Brian Davison & Anand Jagota
The four-year project is working to determine whether patients have cancer, and possibly other diseases.

The National Science Foundation has awarded a team of interdisciplinary researchers, led by Anand Jagota, vice provost for research at Lehigh, a four-year, $2 million grant to study DNA-wrapped carbon nanotubes as nanosensors that detect molecules such as biomarkers for cancer, or possibly other diseases.

Co-principal investigators on the project are Brian Davison, professor and chair of the Department of Computer Science and Engineering, and Daniel Heller, associate member and head, Cancer Nanotechnology Laboratory, Memorial Sloan Kettering Cancer Center. Also part of the leadership team is Ming Zheng of the National Institute of Standards and Technology.

In biosensing, researchers often look for the presence or concentration of a certain molecule or protein, a biomarker, to determine whether a patient is diagnosed with an illness or disease, says Jagota, professor of bioengineering and chemical and biomolecular engineering.

Early detection of cancer, he says, requires specific detection of low concentrations of biomarkers in biofluids. Researchers have found that single-walled carbon nanotubes—“basically one sheet of a layer of carbon atoms folded on itself”—wrapped with a DNA molecule will fluoresce differently in the presence of different biomarkers. Detecting whether certain biomarkers are in the blood can determine if a person has cancer, which is the initial focus of the project. In principle, Jagota says, the process could eventually be used to detect any of a number of diseases.

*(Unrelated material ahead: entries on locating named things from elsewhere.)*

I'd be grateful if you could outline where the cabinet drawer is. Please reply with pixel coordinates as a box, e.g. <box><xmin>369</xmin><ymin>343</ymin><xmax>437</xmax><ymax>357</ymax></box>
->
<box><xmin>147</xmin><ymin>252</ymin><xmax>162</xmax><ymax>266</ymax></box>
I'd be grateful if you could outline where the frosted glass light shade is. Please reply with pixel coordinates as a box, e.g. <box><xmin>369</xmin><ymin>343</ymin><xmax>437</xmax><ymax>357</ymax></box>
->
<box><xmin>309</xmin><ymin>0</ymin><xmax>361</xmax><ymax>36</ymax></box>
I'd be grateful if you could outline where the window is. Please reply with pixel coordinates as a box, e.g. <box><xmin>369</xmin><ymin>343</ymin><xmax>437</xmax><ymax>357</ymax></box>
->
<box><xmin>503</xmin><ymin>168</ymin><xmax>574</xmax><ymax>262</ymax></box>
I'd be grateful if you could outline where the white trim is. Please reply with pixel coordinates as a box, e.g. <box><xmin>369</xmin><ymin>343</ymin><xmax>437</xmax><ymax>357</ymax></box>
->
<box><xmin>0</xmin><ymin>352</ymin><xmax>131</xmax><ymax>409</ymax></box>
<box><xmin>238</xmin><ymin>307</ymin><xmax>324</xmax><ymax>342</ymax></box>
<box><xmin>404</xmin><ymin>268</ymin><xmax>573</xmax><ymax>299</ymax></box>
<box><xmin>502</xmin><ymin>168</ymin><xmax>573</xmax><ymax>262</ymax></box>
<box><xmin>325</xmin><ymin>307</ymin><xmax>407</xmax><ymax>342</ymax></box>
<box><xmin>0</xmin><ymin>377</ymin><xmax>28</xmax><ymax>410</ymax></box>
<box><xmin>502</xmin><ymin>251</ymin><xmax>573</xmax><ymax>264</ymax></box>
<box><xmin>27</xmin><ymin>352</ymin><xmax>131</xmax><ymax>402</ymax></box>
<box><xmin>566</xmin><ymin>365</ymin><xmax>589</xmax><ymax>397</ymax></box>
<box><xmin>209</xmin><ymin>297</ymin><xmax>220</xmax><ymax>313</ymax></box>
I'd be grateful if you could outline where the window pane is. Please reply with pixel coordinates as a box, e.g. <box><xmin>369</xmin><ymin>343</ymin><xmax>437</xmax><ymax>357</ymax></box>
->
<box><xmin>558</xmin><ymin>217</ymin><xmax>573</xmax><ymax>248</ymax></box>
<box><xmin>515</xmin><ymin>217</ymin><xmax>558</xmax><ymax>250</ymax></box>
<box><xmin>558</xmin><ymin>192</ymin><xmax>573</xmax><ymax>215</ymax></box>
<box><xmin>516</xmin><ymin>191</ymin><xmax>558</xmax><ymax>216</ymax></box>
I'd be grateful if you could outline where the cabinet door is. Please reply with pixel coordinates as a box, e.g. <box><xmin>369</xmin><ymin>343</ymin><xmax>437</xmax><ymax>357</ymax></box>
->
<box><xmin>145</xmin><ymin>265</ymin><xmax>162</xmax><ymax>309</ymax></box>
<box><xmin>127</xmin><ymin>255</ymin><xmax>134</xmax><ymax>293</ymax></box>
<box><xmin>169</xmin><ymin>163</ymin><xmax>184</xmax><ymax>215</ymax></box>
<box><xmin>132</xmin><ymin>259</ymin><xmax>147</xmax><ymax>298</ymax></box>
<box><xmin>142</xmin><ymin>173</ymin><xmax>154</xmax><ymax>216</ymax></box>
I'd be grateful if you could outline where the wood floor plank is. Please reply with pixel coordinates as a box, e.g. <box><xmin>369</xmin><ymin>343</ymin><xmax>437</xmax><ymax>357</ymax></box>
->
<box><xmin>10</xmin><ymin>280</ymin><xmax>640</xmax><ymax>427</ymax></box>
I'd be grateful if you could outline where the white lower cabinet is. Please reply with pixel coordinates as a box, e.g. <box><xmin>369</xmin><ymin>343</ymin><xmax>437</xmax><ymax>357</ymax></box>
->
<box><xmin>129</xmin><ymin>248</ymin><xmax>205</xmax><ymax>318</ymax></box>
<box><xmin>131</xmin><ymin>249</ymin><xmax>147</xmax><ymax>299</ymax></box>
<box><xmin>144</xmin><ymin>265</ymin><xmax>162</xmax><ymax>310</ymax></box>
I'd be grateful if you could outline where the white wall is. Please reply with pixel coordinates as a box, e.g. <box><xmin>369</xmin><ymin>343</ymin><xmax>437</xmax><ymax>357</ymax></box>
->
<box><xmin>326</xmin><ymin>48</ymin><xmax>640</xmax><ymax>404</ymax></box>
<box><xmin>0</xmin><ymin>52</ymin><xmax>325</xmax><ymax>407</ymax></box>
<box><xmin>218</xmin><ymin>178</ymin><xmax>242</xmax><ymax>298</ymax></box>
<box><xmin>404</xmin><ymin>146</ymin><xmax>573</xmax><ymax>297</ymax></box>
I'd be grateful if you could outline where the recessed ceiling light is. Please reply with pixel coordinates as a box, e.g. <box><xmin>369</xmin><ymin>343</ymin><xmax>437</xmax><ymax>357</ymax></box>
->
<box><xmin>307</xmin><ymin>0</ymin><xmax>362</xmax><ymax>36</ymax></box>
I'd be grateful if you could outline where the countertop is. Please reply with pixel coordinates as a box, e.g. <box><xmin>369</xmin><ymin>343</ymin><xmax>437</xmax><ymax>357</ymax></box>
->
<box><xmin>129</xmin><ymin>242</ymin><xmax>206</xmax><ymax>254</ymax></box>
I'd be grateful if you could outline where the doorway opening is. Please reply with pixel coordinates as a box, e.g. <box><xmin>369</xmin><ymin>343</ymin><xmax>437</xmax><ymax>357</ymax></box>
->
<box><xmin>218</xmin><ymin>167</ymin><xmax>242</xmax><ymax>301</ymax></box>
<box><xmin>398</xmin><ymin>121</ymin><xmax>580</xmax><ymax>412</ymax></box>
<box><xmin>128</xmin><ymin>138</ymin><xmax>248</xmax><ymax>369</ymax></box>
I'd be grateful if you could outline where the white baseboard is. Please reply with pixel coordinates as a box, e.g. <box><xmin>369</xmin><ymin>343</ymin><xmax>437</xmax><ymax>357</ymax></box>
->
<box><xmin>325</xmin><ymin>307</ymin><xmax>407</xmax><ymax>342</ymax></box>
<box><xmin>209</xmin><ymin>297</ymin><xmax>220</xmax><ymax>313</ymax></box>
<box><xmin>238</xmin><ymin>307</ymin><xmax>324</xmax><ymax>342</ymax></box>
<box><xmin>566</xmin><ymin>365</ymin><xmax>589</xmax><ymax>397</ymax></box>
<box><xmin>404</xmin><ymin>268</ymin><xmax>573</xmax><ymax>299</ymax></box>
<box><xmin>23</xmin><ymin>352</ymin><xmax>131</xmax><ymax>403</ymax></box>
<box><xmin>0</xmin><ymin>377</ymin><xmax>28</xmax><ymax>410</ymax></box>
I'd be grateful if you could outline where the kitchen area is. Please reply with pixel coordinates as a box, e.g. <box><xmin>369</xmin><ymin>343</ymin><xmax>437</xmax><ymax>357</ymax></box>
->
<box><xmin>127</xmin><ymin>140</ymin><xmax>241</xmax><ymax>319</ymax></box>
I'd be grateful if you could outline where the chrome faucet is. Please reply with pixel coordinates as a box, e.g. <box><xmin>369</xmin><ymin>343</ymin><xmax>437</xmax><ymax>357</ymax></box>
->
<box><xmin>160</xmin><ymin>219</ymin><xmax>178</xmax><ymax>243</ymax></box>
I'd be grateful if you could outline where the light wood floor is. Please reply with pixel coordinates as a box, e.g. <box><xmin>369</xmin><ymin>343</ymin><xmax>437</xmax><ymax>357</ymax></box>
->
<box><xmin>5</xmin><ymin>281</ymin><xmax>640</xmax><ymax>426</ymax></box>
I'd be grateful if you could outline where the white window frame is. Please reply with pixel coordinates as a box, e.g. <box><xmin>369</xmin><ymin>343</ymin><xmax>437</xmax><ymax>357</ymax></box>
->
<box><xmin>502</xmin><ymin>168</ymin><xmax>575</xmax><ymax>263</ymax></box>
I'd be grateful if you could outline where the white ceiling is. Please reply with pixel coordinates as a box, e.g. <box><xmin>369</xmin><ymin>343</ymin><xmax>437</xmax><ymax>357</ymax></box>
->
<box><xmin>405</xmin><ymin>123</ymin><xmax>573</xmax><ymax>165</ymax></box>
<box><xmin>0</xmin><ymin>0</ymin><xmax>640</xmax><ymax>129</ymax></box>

To determine whether a patient has cancer, a bodily fluid sample is taken, exposed in a vial to several types of DNA–wrapped carbon nanotubes, and the fluorescence of each nanotube is recorded. One of the goals of the project, DNA-Nanocarbon Hybrid Materials for Perception-Based, Analyte-Agnostic Sensing, is to have an automated disease detection system into which data about a bodily fluid can be inputted.

The NSF project focuses on how the system works and how it can be improved. Some of the fundamental questions researchers are looking to answer, according to Jagota, include, “Is there a rationale for why the nanotubes hybridized with DNA can detect diseases?” and “What is the mechanism by which it detects?”